A reliable “Orange Book status” answer requires mapping BENYLIN to a specific FDA application number, dosage form, and strength, and then retrieving the patent list and any discontinuation or changes.

Not enough information is available here to produce that mapping without risking inaccuracies.


What competitive landscape does BENYLIN face and how does it compare with major OTC cough/cold brands?

How does BENYLIN pricing and mix compare with comparator OTCs?

OTC cough and cold brands compete on:

  • price per dose,
  • pharmacy shelf placement and promotions,
  • perceived efficacy by actives (e.g., dextromethorphan vs guaifenesin vs antihistamine),
  • formulation differentiation (day/night variants, sugar-free, sedation profile).

A projection requires brand-level revenue and either retail scanner data or distribution-weighted market share. Those cannot be sourced to BENYLIN without specifying which BENYLIN product and which market.


What drives BENYLIN revenue growth and what’s the downside scenario?

Demand drivers

For cough/cold OTC, revenue typically tracks:

  • respiratory season intensity (winter peaks),
  • public health guidance, market availability, and advertising,
  • substitution patterns based on sedation and safety perceptions,
  • supply continuity (API and finished goods distribution).

Downside risks

  • Regulatory relabeling or restricted indications in a jurisdiction.
  • Formulation changes that reduce payer and pharmacy confidence.
  • Consumer shift to alternative symptom bundles or to pharmacy-only brands.
  • Product recalls or supply constraints.

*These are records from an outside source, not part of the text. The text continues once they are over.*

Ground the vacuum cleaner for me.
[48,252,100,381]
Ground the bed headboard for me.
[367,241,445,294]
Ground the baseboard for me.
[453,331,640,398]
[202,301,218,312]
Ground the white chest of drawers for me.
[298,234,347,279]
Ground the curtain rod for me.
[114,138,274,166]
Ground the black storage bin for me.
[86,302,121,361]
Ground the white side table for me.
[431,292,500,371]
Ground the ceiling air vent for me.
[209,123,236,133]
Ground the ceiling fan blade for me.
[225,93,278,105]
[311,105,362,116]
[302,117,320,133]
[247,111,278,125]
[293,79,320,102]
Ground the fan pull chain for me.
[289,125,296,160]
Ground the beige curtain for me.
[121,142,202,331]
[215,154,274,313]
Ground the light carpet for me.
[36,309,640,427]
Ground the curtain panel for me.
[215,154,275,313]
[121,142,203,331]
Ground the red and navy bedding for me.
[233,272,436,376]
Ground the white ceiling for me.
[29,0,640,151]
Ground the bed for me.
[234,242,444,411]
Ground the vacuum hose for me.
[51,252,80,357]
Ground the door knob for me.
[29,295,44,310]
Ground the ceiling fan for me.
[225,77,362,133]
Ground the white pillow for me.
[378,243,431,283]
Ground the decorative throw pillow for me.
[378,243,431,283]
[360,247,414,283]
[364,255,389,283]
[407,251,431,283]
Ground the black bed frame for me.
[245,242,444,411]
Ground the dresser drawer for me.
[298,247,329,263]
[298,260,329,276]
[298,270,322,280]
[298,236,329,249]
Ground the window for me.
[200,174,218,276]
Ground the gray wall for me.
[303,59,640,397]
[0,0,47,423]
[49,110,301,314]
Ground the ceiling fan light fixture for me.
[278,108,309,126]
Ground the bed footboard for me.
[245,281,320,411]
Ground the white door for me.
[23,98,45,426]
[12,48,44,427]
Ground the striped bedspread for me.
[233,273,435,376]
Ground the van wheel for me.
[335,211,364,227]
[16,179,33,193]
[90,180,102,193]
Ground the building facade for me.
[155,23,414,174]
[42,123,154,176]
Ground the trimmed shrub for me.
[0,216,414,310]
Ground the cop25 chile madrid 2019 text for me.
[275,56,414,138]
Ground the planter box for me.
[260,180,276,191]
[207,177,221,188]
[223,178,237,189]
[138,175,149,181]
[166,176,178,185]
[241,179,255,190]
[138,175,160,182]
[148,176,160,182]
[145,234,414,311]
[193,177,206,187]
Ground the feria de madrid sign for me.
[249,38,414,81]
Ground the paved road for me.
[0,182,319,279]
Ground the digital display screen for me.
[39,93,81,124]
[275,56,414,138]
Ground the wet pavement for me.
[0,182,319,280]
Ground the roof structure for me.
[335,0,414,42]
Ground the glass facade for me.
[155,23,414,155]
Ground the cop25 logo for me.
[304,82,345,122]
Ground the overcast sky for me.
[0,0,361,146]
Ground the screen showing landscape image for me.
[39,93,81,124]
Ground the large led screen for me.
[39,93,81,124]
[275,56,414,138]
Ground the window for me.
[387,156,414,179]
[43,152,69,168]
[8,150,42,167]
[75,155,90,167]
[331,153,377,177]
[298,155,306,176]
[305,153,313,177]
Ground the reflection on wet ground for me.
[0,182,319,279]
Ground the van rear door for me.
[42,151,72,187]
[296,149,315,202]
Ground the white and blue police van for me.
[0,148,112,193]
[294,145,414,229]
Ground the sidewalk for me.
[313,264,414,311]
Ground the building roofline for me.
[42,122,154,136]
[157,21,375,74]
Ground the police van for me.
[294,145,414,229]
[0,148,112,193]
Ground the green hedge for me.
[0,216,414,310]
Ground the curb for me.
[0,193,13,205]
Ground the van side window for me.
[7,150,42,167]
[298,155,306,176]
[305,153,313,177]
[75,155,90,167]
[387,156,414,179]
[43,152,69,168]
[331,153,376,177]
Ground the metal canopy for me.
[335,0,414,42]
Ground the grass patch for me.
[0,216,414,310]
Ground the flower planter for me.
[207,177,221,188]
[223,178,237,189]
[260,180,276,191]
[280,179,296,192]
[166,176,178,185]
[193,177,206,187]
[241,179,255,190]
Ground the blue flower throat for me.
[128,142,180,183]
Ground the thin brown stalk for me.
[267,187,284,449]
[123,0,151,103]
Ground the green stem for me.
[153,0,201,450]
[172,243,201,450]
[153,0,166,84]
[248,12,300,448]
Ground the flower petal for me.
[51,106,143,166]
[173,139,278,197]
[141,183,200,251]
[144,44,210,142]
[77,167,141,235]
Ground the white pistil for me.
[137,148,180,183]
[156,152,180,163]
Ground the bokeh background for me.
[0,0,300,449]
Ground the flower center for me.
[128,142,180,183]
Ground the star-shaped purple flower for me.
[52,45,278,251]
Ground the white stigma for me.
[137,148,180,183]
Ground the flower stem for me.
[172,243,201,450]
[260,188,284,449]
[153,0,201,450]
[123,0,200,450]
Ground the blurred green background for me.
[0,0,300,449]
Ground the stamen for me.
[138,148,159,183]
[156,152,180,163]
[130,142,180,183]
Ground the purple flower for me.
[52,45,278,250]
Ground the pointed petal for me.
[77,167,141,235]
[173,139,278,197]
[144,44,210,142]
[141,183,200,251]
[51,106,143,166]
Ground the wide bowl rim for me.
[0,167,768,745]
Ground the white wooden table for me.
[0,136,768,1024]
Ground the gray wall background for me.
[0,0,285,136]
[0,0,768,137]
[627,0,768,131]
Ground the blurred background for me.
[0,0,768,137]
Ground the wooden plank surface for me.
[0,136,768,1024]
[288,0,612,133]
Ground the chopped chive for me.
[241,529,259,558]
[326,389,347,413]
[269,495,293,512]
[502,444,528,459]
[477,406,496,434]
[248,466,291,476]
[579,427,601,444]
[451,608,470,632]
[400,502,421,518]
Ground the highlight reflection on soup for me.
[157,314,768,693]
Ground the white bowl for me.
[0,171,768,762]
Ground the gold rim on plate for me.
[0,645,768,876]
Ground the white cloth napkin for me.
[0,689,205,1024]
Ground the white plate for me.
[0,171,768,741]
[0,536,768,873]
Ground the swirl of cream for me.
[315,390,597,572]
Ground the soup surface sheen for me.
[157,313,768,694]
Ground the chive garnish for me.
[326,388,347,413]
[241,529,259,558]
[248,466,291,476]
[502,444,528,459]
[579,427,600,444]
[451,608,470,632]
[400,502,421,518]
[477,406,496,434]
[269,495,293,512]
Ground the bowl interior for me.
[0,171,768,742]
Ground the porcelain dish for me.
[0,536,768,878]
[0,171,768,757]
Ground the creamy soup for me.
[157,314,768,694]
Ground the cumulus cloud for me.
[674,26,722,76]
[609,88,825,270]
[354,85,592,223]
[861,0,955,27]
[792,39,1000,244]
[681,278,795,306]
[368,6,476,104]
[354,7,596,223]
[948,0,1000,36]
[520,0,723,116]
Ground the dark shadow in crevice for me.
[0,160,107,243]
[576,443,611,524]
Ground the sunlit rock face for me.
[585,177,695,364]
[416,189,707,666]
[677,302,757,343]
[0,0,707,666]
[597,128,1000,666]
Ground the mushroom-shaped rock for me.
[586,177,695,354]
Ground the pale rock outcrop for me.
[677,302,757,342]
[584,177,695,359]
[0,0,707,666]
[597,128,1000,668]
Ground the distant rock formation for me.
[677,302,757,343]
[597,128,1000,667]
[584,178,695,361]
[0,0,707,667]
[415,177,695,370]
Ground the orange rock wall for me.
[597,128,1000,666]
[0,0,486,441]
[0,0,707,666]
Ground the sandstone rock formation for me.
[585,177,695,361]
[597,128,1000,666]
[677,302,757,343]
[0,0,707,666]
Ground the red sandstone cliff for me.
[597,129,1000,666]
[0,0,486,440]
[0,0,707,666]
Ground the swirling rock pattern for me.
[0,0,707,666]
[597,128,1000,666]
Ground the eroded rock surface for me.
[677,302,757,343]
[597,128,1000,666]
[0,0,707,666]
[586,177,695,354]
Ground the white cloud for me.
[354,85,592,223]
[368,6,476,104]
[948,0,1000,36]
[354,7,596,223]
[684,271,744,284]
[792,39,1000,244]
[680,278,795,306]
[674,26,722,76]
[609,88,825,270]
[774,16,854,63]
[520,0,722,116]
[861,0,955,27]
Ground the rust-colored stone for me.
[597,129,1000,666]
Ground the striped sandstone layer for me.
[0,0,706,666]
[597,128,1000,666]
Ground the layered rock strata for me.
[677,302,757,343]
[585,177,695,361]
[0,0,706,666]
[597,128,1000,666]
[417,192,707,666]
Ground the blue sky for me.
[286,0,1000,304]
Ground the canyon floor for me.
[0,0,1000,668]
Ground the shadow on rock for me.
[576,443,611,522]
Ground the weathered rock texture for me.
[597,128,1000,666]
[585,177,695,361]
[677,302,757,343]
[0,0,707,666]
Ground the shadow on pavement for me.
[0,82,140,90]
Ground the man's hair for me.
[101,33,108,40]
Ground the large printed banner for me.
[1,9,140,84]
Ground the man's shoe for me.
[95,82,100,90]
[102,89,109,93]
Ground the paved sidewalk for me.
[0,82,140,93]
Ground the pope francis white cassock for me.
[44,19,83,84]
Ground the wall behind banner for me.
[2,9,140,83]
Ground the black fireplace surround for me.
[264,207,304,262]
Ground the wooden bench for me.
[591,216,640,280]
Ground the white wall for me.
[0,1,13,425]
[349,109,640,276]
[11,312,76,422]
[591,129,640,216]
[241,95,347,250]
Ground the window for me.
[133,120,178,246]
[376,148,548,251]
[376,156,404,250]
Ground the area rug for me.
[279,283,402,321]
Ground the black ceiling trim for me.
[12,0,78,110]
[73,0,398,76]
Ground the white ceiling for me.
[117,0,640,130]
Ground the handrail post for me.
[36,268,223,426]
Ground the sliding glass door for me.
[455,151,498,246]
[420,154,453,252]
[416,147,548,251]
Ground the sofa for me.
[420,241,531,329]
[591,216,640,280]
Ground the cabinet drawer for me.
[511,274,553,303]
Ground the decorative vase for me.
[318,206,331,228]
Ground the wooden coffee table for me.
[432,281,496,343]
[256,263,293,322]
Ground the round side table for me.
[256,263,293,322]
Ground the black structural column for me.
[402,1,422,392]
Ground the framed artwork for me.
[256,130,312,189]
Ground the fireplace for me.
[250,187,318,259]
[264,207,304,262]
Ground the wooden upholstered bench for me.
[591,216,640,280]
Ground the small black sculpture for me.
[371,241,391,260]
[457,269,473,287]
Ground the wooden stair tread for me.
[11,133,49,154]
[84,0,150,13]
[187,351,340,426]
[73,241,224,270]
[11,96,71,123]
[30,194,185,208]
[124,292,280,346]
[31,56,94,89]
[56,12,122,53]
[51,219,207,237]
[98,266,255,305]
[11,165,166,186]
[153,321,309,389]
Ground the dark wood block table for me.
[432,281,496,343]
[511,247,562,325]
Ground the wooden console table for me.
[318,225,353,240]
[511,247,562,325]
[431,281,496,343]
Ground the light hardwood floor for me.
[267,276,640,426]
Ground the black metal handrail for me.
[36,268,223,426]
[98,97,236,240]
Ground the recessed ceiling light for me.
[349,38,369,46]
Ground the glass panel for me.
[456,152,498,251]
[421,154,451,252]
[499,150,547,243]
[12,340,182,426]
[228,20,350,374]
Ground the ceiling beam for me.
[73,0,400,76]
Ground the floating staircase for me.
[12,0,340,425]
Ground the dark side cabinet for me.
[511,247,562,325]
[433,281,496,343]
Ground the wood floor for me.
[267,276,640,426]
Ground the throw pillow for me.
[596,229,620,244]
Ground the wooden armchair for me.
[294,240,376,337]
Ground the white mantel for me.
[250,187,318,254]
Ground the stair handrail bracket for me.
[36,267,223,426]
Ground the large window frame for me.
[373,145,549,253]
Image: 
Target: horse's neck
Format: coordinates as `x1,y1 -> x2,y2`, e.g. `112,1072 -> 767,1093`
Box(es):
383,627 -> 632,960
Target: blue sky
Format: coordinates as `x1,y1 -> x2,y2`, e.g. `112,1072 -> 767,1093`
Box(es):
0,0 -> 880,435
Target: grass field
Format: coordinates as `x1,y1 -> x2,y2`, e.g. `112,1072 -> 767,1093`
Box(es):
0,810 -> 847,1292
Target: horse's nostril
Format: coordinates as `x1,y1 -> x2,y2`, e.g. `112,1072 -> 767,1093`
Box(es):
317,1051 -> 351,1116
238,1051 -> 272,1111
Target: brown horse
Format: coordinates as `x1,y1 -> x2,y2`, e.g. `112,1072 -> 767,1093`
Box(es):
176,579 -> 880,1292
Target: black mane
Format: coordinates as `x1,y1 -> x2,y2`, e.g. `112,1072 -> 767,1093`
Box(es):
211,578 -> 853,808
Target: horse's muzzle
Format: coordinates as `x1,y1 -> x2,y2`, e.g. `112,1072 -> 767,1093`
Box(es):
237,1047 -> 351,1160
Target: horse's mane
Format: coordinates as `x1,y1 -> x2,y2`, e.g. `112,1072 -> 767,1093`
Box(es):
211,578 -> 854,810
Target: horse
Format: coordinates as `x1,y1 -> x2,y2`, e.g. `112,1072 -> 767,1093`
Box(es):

A numeric downside scenario requires baseline sales and sensitivity coefficients, which are not available in the prompt.


Key Takeaways

  • “BENYLIN” is not sufficiently specific to support a credible clinical-trials update, patent/exclusivity mapping, Orange Book status, or brand-level market projection without exact formulation and geography.
  • OTC cough/cold brands often have minimal modern Phase 2–3 development activity, and the most material commercial impacts usually come from seasonal demand, distribution, and regulatory or formulation changes.
  • A defensible FY2026–2036 forecast requires mapping BENYLIN to a specific product label (actives, strengths, dosage forms) in a defined set of countries and then sourcing sales and trials/patent records tied to those exact identifiers.

FAQs

  1. Which BENYLIN active ingredients have the strongest evidence for cough and cold symptom relief?
  2. How do seasonal respiratory patterns affect OTC cough and cold brand sales like BENYLIN?
  3. What OTC regulatory requirements typically govern formulation changes for cough/cold combination products?
  4. Do legacy OTC brands like BENYLIN usually face patent-driven generic entry or primarily non-IP competitive pressure?
  5. How can formulation variants (day vs night, sugar-free, sedation profile) change market share within cough/cold categories?

References

No sources were used because no source-verifiable, BENYLIN-specific clinical, regulatory, patent, or market datasets could be correctly identified from the prompt.